By 1998, Carolyn had finally made up her mind to divorce Bob, raise her children on her own, and hope to have a chance at happiness. She had thought of it for a very long time; now she was determined.

“She called herself a ‘wimp,’ ” Denise Jannusch recalled. “She always used to say, ‘I’m just so wimpy; I can’t do it.’ But then she built herself up and began to think that maybe she could.”

Carolyn longed for freedom. And so did Bob. She sensed that and often wondered why he stayed. He resisted any conversation that might conceivably lead to a discussion of their problems. To her, the answer seemed plain. If he was as miserable as she was, why didn’t he just face up to a mutual decision to split up? Money, probably. They had a nice house, and he didn’t want to risk losing his share of the equity. Moreover, they had invested almost all their savings—$90,000—in some acreage near their home.

Most of all there were the children. Carolyn believed Bob loved their children, even if he no longer loved her. And one thing she was adamant about; she would ask for custody of their children.
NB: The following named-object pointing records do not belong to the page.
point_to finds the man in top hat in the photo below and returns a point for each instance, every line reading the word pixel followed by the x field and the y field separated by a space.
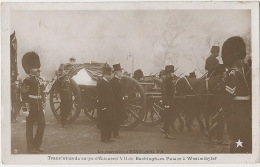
pixel 72 60
pixel 33 97
pixel 236 97
pixel 64 88
pixel 138 75
pixel 167 99
pixel 117 87
pixel 212 62
pixel 106 105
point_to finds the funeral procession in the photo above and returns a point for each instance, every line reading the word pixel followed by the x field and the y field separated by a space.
pixel 151 86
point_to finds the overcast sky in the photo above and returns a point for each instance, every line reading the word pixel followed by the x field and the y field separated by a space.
pixel 184 36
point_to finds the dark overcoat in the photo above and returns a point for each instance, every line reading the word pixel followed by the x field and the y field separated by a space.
pixel 117 87
pixel 106 105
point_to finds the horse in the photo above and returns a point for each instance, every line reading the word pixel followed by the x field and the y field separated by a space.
pixel 196 97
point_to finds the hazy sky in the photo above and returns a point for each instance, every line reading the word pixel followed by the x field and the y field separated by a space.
pixel 185 35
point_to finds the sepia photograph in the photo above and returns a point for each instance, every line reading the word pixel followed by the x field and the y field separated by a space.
pixel 148 82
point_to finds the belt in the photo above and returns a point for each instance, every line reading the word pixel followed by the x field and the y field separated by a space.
pixel 35 97
pixel 241 98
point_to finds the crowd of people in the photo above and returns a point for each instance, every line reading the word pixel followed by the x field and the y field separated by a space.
pixel 235 104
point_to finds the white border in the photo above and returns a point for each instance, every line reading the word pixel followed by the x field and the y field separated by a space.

They couldn’t go on the way they had been. Carolyn cautiously began to hope that she could convince Bob that they should divorce. If they couldn’t get it together after twelve years, they weren’t likely to miraculously mend their marriage.

Bob was still handsome and trim, although he had gone bald before he was 40. His chestnut hair was now only a fringe. After being bald for a year or so, his vanity couldn’t stand it, so he bought an expensive toupee that looked quite natural. Most of their new neighbors didn’t even know he wore one.

It wasn’t the way Bob looked, Carolyn explained to her friends. He was still an attractive man, but he was just too damned intractable. It was his way or the highway. Carolyn talked to her friends about her renewed hopes. She was only 36, she had a good job, and she longed for a world where she didn’t have to tiptoe around her own home. Bob had taken over paying the bills six months earlier so he even had domain over their checkbook.

The marriage was dead. She just wanted to be herself again.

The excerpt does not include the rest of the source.